Post date: Sep 10, 2013 4:35:44 PM
I generated provisional linkage groups from the Timema recombination rates using pca, k-means clustering, and lda. I somewhat arbitrarily am using the first 26 pc's (there should be 26 linkage groups). I then examined the relationship between the number of clusters and the proportion of variation partitioned among clusters. This increases rapidly then slowly asymptotes. Again somewhat arbitrarily I chose k = 30 for creating linkage groups (previously I noted that some clusters appear to be leftover junk, so I wanted k > expected number of linkage groups). I than ran lda. I only kept scaffolds with high assignment probability to a cluster (> 0.95) and clusters with low (< 0.3) mean recombination rate. This gave me 23 clusters. I then ordered scaffolds within clusters using Qiurong's implementation of the unidirectional growth algorithm (in 'ug.R'), and saved the results in timMap (a list in the lg.rwsp). The results are ok. Most neighboring scaffolds have low recombination rates, but this is not true of all pairs. Also, there are not enough really low recombination rates (the sum of recombination rates along scaffolds is too high (e.g., for list scaffolds 15 it is 11.85, but it should be 1). Thus, I think the scaffolds are over-assembled, and that genotype uncertainty is still affecting the results, but that most of the scaffolds in the same provisional linkage group are probably on the same chromosome (or maybe on a few chromosomes). This is useful, but we need more sequencing. Here is my R code:
load("lg.rwsp")
outpca<-prcomp(dmatf2[long,long],center=T)
ss<-numeric(50)
ss[1]<-0
for(i in 2:50){
out<-kmeans(x=outpca$x[,1:26],i,iter.max=1000,nstart=100,algorithm="Hartigan-Wong")

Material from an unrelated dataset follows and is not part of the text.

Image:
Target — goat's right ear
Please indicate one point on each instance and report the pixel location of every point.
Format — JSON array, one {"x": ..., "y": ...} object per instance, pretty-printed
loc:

ss[i]<-out$betweenss/out$totss
}
outk<-kmeans(x=outpca$x[,1:26],30,iter.max=1000,nstart=100,algorithm="Hartigan-Wong")
outlda<-lda(x=outpca$x[,1:26],grouping=outk$cluster,CV=TRUE)
lg<-as.numeric(as.character(outlda$class))
maxlg<-apply(outlda$posterior,1,max)
lg[maxlg<0.95]<-NA
mns<-numeric(30)
nsc<-numeric(30)
for(i in 1:30){
mns[i]<-mean(dmatf2[long[lg==i],long[lg==i]],na.rm=TRUE)
nsc[i]<-sum(lg==i,na.rm=TRUE)
}
sum(mns < 0.3) ## 23 clusters have a mean recombination rate less than 0.3, these are my lgs for now
goodLgs<-which(mns < 0.3)
## get names (numbers) for long scaffolds
lslist<-slist[long]
timMap<-vector(mode='list',length(lslist))
j<-1
for(i in goodLgs){
lglslist<-lslist[which(lg==i)] ## these are the scaffold numbers on this linkage group
out<-UGlinkage(dmatf2[long[which(lg==i)],long[which(lg==i)]])
timMap[[j]]<-list(lglslist[out$order],out$neighbor.dist)
j<-j+1
}